The “TOTAL” in TOTAL ERROR

The “TOTAL” in TOTAL ERROR Jan S. Krouwer, Ph.D.

Contents • Total Error models including the Westgard model • Glucose meter simulation using the Westgard model • Performance Standards - glucose meter example • How our company specified and evaluated performance

Total Error “The physician thinks rather in terms of total analytical error, which includes both random and systematic components. From his point of view, all types of analytic error are acceptable as long as the total analytic error is less than a specified amount.” Better if the word analytic were dropped Westgard Clin Chem 1974

Total error models 1) TE = systematic error + random error 2) TE = (average) bias + Z x imprecision 1) and 2) are not the same! 1) is true but not very useful 2) is not true but is often very useful

Total error models • TE = (average) bias + Z x imprecision • However the above equation is used and by whomever, it is called the Westgard model* • Typically used 3 ways • Assess performance from a method comparison • Assess performance from QC and set up QC • Set performance specifications *Mandel 1964 book (The statistical analysis of experimental data) predates the Westgard model

The Westgard Model for total error (1) TE = average bias + Z x imprecision is useful but an incorrect (incomplete) model A better model is: (2) TEi = average bias + Z x imprecision + Z x (random interferences)i (1) is used, (2) is ignored, but (2) is still better (2) Lawton WH, Sylvester EA, Young-Ferraro BJ. Statistical comparison of multiple analytic procedures: application to clinical chemistry. Technometrics. 1979;21:397-409

The Westgard Model for total error • With the Westgard model, both assays have the same total error, which can’t be! • Lawton model says the assay on the left has more error.

Total Error Models A fault tree model of total error adds even more terms Krouwer Clin Chem 1991 Krouwer Archives Pathol Lab Med 1992 TE = Z*sd + int. + slope + nonlinearity + drift + sample carryover + reagent carryover + Z*random interferences

Total Error Models • But even these expanded models are incomplete. • They fail to deal with user error, software errors, and some other analytical errors which cannot be easily modeled. • And any model (includes measurement uncertainty) that deals with a multiple of imprecision (e.g. 95% of results) makes no sense – how can TE not be 100%! • The multipliers (Z) must be small enough for TE to be reasonable • If TE accounted for 100% of the results, limits = - infinity to + infinity

Westgard model summary • Westgard model (and its ugly cousin six sigma) are very useful in assessing performance • In spite of not including all TE error sources • But the Westgard model is unsuitable for establishing specifications or judging an assay’s medical acceptability* • Because it does not include all TE error sources *Westgard model can be used to show an assay is medically unacceptable.
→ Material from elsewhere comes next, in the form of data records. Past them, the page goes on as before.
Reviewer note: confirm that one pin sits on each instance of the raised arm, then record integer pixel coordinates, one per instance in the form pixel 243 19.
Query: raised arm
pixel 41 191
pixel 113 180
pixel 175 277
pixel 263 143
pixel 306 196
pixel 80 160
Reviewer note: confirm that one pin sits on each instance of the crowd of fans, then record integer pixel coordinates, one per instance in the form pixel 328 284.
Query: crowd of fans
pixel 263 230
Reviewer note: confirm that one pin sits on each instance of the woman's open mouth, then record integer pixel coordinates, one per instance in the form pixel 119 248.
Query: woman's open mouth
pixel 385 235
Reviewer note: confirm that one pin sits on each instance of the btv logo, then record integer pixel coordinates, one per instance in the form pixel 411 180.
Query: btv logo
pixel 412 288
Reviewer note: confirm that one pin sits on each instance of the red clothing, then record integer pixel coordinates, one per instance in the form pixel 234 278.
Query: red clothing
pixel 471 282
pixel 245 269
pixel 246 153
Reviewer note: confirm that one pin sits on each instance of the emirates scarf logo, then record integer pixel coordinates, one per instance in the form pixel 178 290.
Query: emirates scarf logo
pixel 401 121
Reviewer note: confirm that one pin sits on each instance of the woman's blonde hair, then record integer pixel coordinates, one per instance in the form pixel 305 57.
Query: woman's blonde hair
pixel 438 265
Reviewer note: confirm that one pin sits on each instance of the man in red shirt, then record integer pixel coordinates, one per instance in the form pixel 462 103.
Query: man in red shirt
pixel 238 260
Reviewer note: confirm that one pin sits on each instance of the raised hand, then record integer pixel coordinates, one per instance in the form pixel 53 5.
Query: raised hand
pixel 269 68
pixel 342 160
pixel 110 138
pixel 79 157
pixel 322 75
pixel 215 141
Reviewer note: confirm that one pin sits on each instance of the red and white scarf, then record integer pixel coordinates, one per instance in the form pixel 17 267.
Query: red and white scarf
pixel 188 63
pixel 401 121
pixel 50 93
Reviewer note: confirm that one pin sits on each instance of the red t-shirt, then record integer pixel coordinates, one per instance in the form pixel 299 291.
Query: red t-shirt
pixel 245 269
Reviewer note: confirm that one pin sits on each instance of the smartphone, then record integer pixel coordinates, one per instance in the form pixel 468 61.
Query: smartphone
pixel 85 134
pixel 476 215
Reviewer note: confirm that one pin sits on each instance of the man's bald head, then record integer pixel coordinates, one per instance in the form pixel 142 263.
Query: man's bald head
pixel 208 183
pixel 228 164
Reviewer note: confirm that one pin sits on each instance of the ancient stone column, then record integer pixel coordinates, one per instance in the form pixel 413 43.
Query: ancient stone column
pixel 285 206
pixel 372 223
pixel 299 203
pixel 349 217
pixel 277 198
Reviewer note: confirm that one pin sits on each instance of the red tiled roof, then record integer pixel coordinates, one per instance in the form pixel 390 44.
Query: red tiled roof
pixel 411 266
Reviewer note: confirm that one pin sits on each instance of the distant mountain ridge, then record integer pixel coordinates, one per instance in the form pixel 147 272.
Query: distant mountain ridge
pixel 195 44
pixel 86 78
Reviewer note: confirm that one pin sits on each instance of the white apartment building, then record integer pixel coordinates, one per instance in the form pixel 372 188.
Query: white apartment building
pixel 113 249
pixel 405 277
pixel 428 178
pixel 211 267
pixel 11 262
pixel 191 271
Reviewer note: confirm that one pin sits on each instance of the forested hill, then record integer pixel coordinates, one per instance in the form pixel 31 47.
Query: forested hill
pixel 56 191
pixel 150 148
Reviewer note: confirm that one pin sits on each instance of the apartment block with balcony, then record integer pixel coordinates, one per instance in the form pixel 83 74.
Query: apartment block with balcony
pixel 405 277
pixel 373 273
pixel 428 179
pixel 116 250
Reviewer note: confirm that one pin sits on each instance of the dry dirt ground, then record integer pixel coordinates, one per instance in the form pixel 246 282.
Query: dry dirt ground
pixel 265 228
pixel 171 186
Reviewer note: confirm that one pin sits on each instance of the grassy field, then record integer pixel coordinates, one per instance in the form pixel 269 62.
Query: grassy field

Glucose Meter Example • Boyd and Bruns (2001 Clin Chem) used the Westgard model to establish acceptable limits for glucose meters • They provided limits for ave. bias and imprecision to model TE. • If the modeled TE was less than limits, the meter was medically acceptable • Krouwer (2001 Clin Chem) letter to the editor says their model is wrong by failing to account for patient interferences

Boyd and Bruns Respond In their response, they said I was correct but the sources of error I mentioned (patientinterferences) were: “outside the scope of our study, in part because it is difficult to know how one might model the interferences.” Interferences are easy to model and if you don’t know how to do it, don’t publish an incomplete model!

Boyd and Bruns Respond They went on to say that in their article they discussed the need for manufacturers to: “design instruments that avoid sources of error, such as those encountered by patients with special needs.” This is messed up! Models are supposed to fit actual data – are they asking manufacturers to design instruments that fit their model?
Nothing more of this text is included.